Inspiring

Question

Bug in Unicode processing of a ligature ﬃ [U+FB03 : LATIN SMALL LIGATURE FFI] and others

Forum|Forum|5 years ago
June 30, 2020
2 replies
5857 views

Why Android Adobe PDF reader and Chrome support "U+FB03 : LATIN SMALL LIGATURE FFI" and Adobe Acrobat does not?? The same about PDF-Xchange, it works good... See "and all integers p and q with suﬃciently" (ﬃ is one symbol here) in the first paragraph of https://sites.math.rutgers.edu/~zeilberg/mamarim/mamarimPDF/pimeas.pdf

Also SOMEHOW it copies it as U+000E : <control> SHIFT OUT [SO], why?? Latex source https://sites.math.rutgers.edu/~zeilberg/mamarim/mamarimTeX/pimeas.tex
Also look here https://www.babelstone.co.uk/Unicode/whatisit.html

and here https://github.com/alif-type/libertinus/issues/143 (it has nice compilation of all (?) ligatures).

P.S.

"Beta: Use Unicode UTF-8 for worldwide language support" or "Edit-->> Preferences-->> Language" do not fix the issue.

Likes

This topic has been closed for replies.

Z

ZBallingAuthor

Inspiring

This is now a worse issue since after Edge added support for pdf from Adobe this issue is there too (edge://flags, New Pdf Viewer).

ls_rbls

Community Expert

Can you confirm if this is also an issue that could be related to how Unicode is supported by the operating system where Acrobat is installed?

Like for example, have you been able to test if the version of your Adobe Acrobat Pro DC behaves the same way in a computer using macOS Catalina(or older version), MS Windows 8 and/or MS Windows 10.

Since you've mentioned about Android OS , maybe it is worth to look also at the operating system where it is running from.

Just recently the last update of June 2020 addressed an issue that was aimed at Acrobat running on MS Windows, in which users were reporting back to the forums that the Weblink plug-in was not encoding/decoding URLs porpperly , for example.

This, however, is not necessarily related to your inquiry, but the fact that UTF-8 encoded URLs were malformed to begin with, it made some sense to me to ask this question because the last update only fixed this problem of Acrobat Pro DC for Windows, not macOS.

Meanwhile, some other Acrobat users who have older versions of the product, like Acrobat Pro X, Acrobat Pro XI, Acrobat DC 2017, have reported back as not experiencing the URL issue.

Have you been able to test or ask friends and/or other users if the LATIN SMALL LIGATURE FFI ligarure issue manifests consistently accross all versions of their Acrobat?

Z

ZBallingAuthor

Inspiring

Indeed, Android supports ligatures much better than current version of windows (1909, did not test 2004 yet) does.

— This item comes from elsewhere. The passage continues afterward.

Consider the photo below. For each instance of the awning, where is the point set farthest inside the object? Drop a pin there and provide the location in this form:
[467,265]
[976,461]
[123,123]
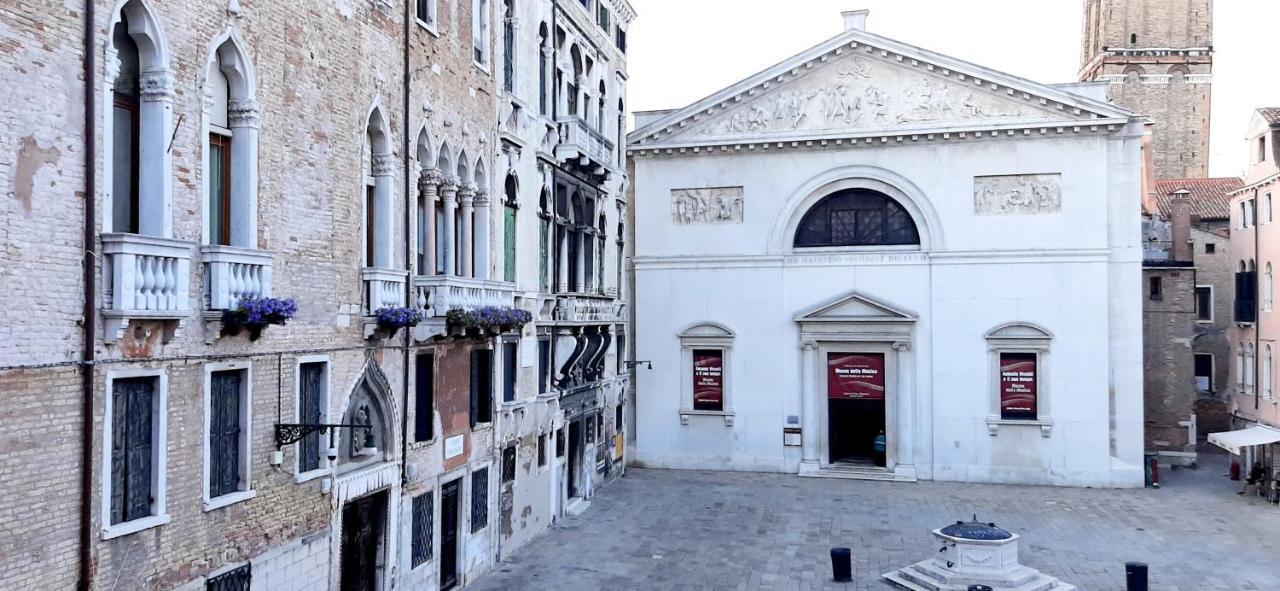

In particular it recognises Unicode ligatures as simultaneously one symbol and multiple symbols. So when you press backspace it will delete ﬃ (ligarture) and recreate ff (not ligarture). This is how it is supposed to work, so that search still works on multi codepoint Unicode and find letters in ligartures.

Obviously, this has nothing to do with URL processing that is a complex beast as well. Again, it is very dangerous that Acrobat processes Unicode incorrectly. I have no friends to test it with and I only use latest Acrobat DC. I have MacOS Catalina, but I only use windows 10 on my macbook, so sorry, but you will have to test it yourself.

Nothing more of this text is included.